March 25, 2010—In Catheterization and Cardiovascular Interventions, Arthur Grant, MD, et al have published findings from a study of the safety and efficacy of carotid artery stenting (CAS) in the very elderly (2010;75:651–655).
The background of the study is the emergence of CAS as an alternative to carotid endarterectomy in patients at high risk for complications from surgery. The very elderly (aged ≥ 80 years) are one subgroup of patients identified as being at increased risk for carotid surgery. However, there is concern that the very elderly are also at increased risk for complications of CAS. A stroke and death rate of 12% was reported in very elderly patients during the roll-in phase of CREST (Carotid Revascularization Endarterectomy Versus Stent Trial).
In this analysis, the investigators reported on a large clinical series of CAS with independent neurological assessment in the very elderly. Between 1994 and 2008, a consecutive series of 418 CAS patients (≥ 80 years of age) were treated at four high-volume centers with extensive CAS experience. Independent neurologic assessment was performed after CAS procedures. Thirty-day follow-up information was available for 389 patients.
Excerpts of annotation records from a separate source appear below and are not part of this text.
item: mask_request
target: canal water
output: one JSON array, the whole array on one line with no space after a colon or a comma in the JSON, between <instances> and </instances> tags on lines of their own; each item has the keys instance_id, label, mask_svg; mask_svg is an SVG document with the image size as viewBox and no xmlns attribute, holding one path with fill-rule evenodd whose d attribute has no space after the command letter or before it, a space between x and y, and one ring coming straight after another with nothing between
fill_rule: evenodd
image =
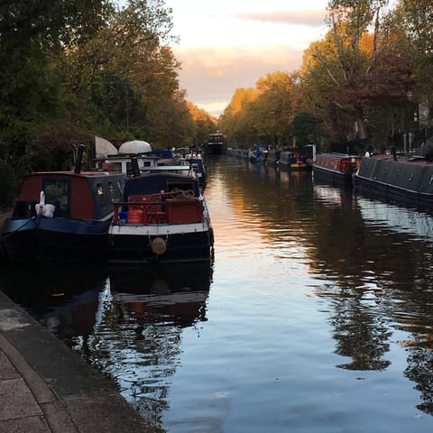
<instances>
[{"instance_id":1,"label":"canal water","mask_svg":"<svg viewBox=\"0 0 433 433\"><path fill-rule=\"evenodd\" d=\"M207 162L212 268L7 269L0 288L154 431L433 431L433 217Z\"/></svg>"}]
</instances>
The investigators reported that the average age of patients in the study was 83.2 ± 2.8 years, most patients were men (63.2%), and the target lesion carotid stenosis was asymptomatic in two-thirds of patients (68.2%). The majority of patients treated with CAS had a history of coronary artery disease (74.4%), hypertension (87.8%), and dyslipidemia (71.1%). One-third (30.1%) were diabetic, and more than half (56.5%) were current or former smokers. Embolic protection devices (EPDs) were used in 78.7% of cases, with the unavailability of EPDs at the time of CAS being the most common reason for not using them. The overall 30-day incidence of stroke and death was 2.8% (11/389). The cumulative incidence of major cardiovascular events (stroke, death, or myocardial infarction) during that time period was 3.3% (13/389).
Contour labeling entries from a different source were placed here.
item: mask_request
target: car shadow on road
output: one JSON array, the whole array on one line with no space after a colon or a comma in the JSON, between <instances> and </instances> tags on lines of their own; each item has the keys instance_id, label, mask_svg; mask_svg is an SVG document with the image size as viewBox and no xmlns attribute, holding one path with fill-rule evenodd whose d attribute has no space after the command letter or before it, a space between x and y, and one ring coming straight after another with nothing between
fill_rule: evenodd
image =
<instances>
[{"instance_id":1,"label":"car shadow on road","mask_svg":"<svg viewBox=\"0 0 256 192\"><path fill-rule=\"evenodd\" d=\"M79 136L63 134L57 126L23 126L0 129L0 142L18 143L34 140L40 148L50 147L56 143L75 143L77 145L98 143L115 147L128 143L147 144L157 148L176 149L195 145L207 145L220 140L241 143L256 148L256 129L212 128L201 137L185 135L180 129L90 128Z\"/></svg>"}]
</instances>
The investigators concluded that this large series of CAS with independent neurologic assessment is convincing evidence that the very elderly can safely undergo CAS with stroke and death rates comparable to younger patients. The key to obtaining these excellent results is that CAS must be performed by high-volume, experienced operators who exercise restraint regarding patient selection.